France's colonial administration built Route Coloniale 9 to serve the same logic that would later make it militarily vital: the Annamite Range separates the Vietnamese coast from the Mekong Valley, and any land route between them must cross it. The road connected the port town of Đông Hà to the Laotian interior, threading west through the mountains and eventually linking to the Mekong towns of Savannakhet. After the partition of Vietnam following the First Indochina War, Route 9 found itself in an unexpected geopolitical position. It was the northernmost east-west road in South Vietnam, running roughly parallel to the Vietnamese Demilitarized Zone. The road that the French built to carry commerce across a colonial territory had become the main access artery to a contested frontier.
In the early 1960s, as American involvement in Vietnam deepened, the Army of the Republic of Vietnam and U.S. Special Forces began constructing a chain of military bases along Route 9 south of the DMZ. These included Dong Ha, Con Thien, Camp Carroll, The Rockpile, Vandegrift Combat Base, Ca Lu, Khe Sanh, and Lang Vei. The road connecting them was simultaneously their supply line and their vulnerability. During what historians call the "Border Battles" period from 1967 to 1969, the North Vietnamese Army repeatedly cut and ambushed Route 9, isolating the bases it served. Khe Sanh became the most famous of these confrontations — a siege in early 1968 that pinned down U.S. Marines for months while the North Vietnamese held the surrounding hills. Operation Pegasus in April 1968 used Route 9 as the axis along which a relief force broke through to the combat base. The soldiers who died on and around this road — American, South Vietnamese, North Vietnamese, and Laotian — numbered in the thousands. Route 9 was where the war's western front was contested, kilometer by kilometer.
The war's use of Route 9 extended west of the Vietnamese border into Laos. In February 1971, Operation Lam Son 719 sent approximately 16,000 South Vietnamese troops — later augmented to 20,000 — along Route 9 into Laos toward the North Vietnamese logistical hub at Tchepone. The operation aimed to cut the Ho Chi Minh Trail and demonstrate the viability of Vietnamization, the policy of transferring combat responsibility to South Vietnamese forces. The North Vietnamese, who had anticipated such a move, met the thrust with approximately 60,000 troops. By late March the South Vietnamese forces had retreated. The engagement was among the heaviest fighting of the war's latter years, with both sides suffering severe casualties. Route 9's asphalt connected these battles to each other; the same road that American engineers had repaired to supply Khe Sanh now carried the equipment of a test that the Saigon government did not pass.
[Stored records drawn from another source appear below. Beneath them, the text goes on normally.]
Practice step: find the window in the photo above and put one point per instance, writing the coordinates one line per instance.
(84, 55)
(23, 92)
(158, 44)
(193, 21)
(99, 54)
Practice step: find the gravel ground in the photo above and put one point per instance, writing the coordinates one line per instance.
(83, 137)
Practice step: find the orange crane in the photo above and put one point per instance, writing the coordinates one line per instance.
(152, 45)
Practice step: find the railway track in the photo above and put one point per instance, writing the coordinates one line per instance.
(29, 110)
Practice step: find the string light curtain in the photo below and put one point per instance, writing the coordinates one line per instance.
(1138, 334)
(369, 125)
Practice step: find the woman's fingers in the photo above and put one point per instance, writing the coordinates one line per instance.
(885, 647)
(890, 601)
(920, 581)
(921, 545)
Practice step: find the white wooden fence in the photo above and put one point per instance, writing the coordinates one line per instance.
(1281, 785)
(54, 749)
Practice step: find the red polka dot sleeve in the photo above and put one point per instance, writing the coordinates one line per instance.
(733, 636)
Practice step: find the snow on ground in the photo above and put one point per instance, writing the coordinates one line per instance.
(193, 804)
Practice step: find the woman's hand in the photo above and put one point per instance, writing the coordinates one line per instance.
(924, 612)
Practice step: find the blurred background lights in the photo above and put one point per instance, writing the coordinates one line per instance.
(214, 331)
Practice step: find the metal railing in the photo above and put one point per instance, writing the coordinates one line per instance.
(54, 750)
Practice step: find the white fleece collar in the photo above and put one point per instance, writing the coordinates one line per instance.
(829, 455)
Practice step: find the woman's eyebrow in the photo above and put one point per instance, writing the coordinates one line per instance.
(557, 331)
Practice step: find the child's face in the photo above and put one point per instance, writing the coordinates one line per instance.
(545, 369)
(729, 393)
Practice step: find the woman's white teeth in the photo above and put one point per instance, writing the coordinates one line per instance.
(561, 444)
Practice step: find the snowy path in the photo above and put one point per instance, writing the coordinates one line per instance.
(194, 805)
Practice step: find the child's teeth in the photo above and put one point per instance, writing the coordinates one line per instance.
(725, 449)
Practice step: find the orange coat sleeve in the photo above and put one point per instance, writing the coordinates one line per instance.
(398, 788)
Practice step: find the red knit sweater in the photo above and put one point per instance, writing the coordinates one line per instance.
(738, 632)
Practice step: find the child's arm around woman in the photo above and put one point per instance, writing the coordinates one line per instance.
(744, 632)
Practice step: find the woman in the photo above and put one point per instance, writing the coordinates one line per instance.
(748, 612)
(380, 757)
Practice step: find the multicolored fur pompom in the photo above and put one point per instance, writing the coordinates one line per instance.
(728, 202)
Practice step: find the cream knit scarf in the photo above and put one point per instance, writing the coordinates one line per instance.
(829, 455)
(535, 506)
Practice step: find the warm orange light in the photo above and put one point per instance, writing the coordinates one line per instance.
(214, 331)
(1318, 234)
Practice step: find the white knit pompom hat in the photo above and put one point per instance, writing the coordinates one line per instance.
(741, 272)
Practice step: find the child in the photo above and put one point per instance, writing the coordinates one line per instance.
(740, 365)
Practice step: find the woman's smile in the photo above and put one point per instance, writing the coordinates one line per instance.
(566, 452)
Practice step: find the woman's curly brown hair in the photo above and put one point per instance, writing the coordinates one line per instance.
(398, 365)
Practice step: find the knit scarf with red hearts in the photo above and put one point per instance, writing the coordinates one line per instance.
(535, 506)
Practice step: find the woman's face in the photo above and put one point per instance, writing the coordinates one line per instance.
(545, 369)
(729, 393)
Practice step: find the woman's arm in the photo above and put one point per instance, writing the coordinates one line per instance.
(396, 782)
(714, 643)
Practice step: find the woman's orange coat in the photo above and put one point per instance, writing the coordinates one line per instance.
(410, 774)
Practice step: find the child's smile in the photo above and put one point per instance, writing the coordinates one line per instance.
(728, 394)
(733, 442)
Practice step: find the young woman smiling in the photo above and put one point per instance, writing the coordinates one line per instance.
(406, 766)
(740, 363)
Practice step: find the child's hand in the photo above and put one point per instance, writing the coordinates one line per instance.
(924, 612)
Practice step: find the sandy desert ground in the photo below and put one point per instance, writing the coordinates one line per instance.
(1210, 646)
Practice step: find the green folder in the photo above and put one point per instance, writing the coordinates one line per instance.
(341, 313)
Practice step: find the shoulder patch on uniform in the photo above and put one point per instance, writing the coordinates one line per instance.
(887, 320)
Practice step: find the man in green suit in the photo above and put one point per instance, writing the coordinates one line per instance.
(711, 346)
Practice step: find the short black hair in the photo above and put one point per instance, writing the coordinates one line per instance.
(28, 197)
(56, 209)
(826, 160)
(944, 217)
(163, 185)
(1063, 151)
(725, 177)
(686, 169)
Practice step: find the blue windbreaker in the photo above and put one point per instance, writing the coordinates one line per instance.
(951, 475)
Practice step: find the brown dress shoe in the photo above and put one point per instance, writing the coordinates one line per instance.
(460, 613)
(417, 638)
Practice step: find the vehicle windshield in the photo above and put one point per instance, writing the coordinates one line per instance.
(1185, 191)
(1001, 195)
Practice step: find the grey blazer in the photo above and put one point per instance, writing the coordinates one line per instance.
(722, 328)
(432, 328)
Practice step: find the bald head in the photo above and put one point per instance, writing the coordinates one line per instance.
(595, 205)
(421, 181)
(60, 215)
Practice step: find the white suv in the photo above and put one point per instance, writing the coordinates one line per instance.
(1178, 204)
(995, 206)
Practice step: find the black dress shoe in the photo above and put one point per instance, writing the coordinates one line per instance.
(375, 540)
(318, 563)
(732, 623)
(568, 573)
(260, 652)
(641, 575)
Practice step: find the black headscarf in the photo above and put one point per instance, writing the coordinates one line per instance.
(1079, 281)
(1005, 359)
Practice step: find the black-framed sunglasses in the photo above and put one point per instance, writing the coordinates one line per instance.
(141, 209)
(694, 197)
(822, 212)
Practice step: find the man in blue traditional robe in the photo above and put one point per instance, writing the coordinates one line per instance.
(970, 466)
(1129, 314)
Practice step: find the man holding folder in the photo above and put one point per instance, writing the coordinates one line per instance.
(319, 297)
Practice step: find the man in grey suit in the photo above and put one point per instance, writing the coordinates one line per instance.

The ceasefire came, and Route 9 remained. With Vietnam's Doi Moi economic reforms beginning in the late 1980s, cross-border trade with Laos gradually revived the road's original purpose as a commercial corridor. The route has been progressively upgraded since, and with the completion of the Ho Chi Minh Highway — which meets Route 9 at Tân Hợp — the road now serves as an east-west link between Vietnam's two main north-south arteries. As route AH16 in the Asian Highway Network, it continues westward through Laos, crossing the Mekong into Thailand. The bases are mostly gone. Khe Sanh is a museum. Lang Vei is a memory. The road that connected them now carries trucks loaded with timber, coffee, and manufactured goods between three countries. History is present but not on the surface; you'd have to stop and look for it.
National Route 9 runs roughly east-west across Quảng Trị Province at approximately 16.64°N, 105.67°E at its midpoint, climbing from near sea level at Đông Hà to over 600 metres at the Lao Bảo pass before descending into Laos. From altitude, the route is visible as a thin line cutting through dense green mountains — the Annamite Range is immediately apparent as a ridgeline separating the Vietnamese coastal plain from the Lao interior. The town of Khe Sanh and its former combat base plateau are identifiable from the air. Recommended viewing altitude is 5,000–10,000 feet AGL for the mountain crossing section. The nearest airports are Đồng Hới Airport (VVDH), approximately 80 kilometres northeast in Quảng Bình Province, and Phú Bài International Airport (VVPB) near Huế, approximately 80 kilometres to the southeast.